Let's turn to the NYTimes polling guru, Nate Cohn.
...pollsters have made major methodological changes with the potential to address what went wrong four years ago. Many of the worst-performing pollsters of 2020 have either adopted wholesale methodological changes or dropped off the map. Some have employed a technique called “weighting on past vote,” with the potential to shift many otherwise Democratic-leaning samples neatly in line with the closer result of the 2020 election.
Basically, pollsters do not want a repeat of 2020 when they did dramatically underestimate Trump's strength - EVEN THOUGH HE WOUND UP LOSING.
Also, there was a pandemic going on. It was in all the papers.
Then there is this bit which...yeah.
It’s hard to overstate how traumatic the 2016 and 2020 elections were for many pollsters. For some, another underestimate of Mr. Trump could be a major threat to their business and their livelihood.
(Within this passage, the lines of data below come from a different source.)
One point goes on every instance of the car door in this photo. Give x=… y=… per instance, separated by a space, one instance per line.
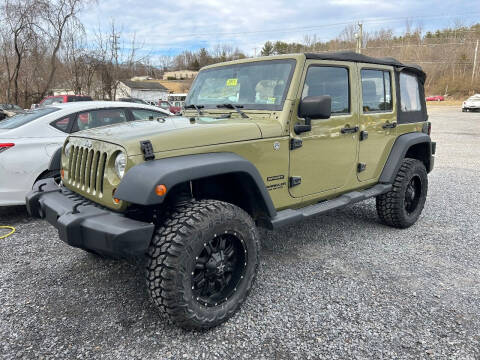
x=378 y=119
x=325 y=158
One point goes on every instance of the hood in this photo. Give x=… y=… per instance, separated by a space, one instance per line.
x=175 y=132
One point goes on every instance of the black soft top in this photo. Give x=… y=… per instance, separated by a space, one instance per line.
x=355 y=57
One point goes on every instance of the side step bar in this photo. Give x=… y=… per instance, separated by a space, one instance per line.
x=290 y=216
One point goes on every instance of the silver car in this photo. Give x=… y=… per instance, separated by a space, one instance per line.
x=472 y=103
x=28 y=140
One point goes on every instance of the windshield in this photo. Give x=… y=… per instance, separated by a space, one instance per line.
x=22 y=119
x=259 y=85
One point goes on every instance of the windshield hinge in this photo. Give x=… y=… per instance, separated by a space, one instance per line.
x=295 y=180
x=147 y=150
x=295 y=143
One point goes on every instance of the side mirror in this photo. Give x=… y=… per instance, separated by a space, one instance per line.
x=312 y=108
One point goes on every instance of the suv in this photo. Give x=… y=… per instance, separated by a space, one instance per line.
x=262 y=142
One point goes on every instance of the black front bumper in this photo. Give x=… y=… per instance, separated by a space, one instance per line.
x=86 y=225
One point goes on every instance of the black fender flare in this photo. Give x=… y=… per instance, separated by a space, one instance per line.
x=398 y=152
x=139 y=182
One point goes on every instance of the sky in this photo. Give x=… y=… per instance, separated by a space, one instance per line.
x=170 y=27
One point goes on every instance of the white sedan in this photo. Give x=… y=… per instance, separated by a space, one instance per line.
x=28 y=140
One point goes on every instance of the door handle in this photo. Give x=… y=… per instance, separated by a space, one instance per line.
x=389 y=125
x=348 y=130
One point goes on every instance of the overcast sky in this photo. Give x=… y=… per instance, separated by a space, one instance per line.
x=169 y=27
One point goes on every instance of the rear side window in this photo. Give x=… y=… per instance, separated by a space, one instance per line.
x=376 y=91
x=24 y=118
x=96 y=118
x=144 y=114
x=332 y=81
x=409 y=93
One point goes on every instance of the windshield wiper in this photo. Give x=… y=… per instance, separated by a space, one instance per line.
x=196 y=107
x=234 y=107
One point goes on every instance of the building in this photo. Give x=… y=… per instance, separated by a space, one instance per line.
x=180 y=75
x=145 y=90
For the rest, their status and reputations are on the line. If they underestimate Mr. Trump a third straight time, how can their polls be trusted again? It is much safer, whether in terms of literal self-interest or purely psychologically, to find a close race than to gamble on a clear Harris victory.
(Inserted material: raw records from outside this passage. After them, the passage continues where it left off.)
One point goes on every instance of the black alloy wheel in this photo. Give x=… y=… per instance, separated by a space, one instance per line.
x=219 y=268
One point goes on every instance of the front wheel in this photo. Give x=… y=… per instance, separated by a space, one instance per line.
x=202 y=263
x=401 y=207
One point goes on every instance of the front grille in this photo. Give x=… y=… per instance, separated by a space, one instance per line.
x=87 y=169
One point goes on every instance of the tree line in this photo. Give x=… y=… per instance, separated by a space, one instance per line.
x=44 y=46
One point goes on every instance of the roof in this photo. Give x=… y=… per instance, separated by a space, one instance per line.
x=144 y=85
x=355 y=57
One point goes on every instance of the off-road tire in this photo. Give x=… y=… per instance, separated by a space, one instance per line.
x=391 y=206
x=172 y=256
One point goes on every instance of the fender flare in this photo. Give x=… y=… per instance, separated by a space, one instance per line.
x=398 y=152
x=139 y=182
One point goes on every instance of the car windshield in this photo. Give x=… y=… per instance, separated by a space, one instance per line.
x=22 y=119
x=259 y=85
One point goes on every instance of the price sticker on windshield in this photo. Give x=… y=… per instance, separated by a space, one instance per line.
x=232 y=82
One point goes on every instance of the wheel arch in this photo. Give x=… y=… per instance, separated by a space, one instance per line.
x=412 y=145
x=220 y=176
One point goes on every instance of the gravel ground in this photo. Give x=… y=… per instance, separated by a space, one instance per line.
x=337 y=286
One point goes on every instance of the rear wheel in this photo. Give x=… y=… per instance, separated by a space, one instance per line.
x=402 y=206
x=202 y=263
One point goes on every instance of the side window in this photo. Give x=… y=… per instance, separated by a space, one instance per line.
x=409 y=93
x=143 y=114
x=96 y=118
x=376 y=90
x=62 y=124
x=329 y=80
At the same time, the 2016 and 2020 polling misfires shattered many pollsters’ confidence in their own methods and data. When their results come in very blue, they don’t believe it. And frankly, I share that same feeling: If our final Pennsylvania poll comes in at Harris +7, why would I believe it? As a result, pollsters are more willing to take steps to produce more Republican-leaning results. (We don’t take such steps.)
Basically, he admits that other pollsters weight their samples weirdly, but the Times would never do so.
None of this address Klaas' points about the unreliability of the data in the first place, but it does suggest why we have seen an unbelievable amount of "herding" towards the same results across prestige polls.
The central conceit of a tied race has been the default of the political horse race press for months now. It goes back to before the primaries. What it leaves out is some basic facts of an actual robust sample size:
- Trump lost the 2020 election as an incumbent in the midst of a national emergency. You don't often see that. He has never been popular, yet polls show him more popular than ever, because....?
- In the GOP primaries, even after she dropped out, Nikki Haley was getting between 10-20% of the Republican vote. That's a remarkable protest vote.
At the same time, since Trump last lost an election, he has
- launched a coup against electoral democracy
- been impeached a second time
- seen his judges overturn Roe
- been convicted of 34 felonies
- ducked additional debates
- ducked the 60 Minutes interview
- has been more and more erratic in his speech
- his campaign appearances are just low energy
- threatened various forms of vengeance on his enemies
- had numerous members of the Republican Party come out against him
- held a hate rally at Madison Square Garden
Yet, according to Nate Cohn and other pollsters, we are supposed to believe that he has enlarged his electoral coalition?
The Harris Campaign made a decision in July to wed a campaign of joy with a fundraising and GOTV campaign based on fear. They actually are pretty OK with public polls saying that the swing states are tied. They have their own polling, which is traditionally more rigorous than public polls. Plouffe says that the late-breaking deciders (who the fuck are these people) are breaking overwhelmingly towards Harris. Early voting sure seems to favor Harris, if we account for gender dynamics.
It is still possible that Trump can win, because... he did so before.
Still, the novelty seems to have worn off. He still has Cult 45, but I just don't see how he's expanded beyond that.